Alexandroupoli, July 21, 2016/ Independent Balkan News Agency
By Spiros Sideris
In Alexandroupolis court on Thursday handed down suspended sentences for the eight Turkish military officers that crossed the border into Greece on the night of a failed coup attempt in Turkey, after finding them guilty of entering Greece illegally.
The eight were each given a two-month sentence suspended for three years, with the court admitting lack of malice on their part as a mitigating factor.
They were acquitted of the second charge of carrying out an illegal flight because Greek legislation only refers to civilian and not military aircraft.
“We apologize for the inconvenience caused to the Greek state but we acted without having any alternative,” the eight defendants said in a joint statement read out by their lawyer.
“We had no involvement in the attempted coup. We proudly serve in our country’s armed forces and are committed to democracy and human rights.”
Their asylum applications were being examined, and they will appear before immigration authorities on July 27 for the second time for interviews.

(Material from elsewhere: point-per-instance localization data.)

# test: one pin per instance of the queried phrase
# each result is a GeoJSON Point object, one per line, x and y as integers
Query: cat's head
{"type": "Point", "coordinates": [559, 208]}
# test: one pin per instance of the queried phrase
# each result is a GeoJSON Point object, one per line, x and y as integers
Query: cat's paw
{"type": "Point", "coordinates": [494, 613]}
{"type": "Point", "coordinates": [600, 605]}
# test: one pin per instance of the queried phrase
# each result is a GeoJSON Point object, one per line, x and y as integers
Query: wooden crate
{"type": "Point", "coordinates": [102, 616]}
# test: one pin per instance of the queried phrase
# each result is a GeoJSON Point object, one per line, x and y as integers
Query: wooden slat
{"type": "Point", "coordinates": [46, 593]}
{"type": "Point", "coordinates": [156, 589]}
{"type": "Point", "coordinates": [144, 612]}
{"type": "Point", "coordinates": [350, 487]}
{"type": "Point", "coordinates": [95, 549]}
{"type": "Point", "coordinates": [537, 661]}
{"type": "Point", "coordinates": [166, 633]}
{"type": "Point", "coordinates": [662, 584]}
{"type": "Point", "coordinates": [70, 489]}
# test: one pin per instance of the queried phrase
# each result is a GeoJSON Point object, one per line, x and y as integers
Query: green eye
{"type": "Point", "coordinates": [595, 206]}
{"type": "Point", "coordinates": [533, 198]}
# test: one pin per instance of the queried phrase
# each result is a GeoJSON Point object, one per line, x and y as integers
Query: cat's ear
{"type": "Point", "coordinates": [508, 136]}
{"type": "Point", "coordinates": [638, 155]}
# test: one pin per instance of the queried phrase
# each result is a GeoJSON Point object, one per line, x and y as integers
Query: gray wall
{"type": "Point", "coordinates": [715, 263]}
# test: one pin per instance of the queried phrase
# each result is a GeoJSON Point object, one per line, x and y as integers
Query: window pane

The eight landed at the airport of the northeastern Greek city of Alexandroupolis early Saturday in a Black Hawk helicopter after issuing a mayday signal and requesting permission for an emergency landing, which was granted.
During Thursday’s court proceedings, all testified that they were crew members of three helicopters and had been unaware that a coup attempt was underway. They said they had been tasked with transporting wounded soldiers and civilians and that their helicopters had come under fire from police and others on the ground.
They said they landed at a military base near a hospital and came under fire again, and were told by their unit not to return to their home base because the situation was too dangerous. After heading to another location, the personnel decided to flee for their lives in one helicopter, they said.
A Greek policeman who testified said all eight were unarmed and cooperative after landing, offered no resistance to arrest, surrendered immediately and asked for political asylum.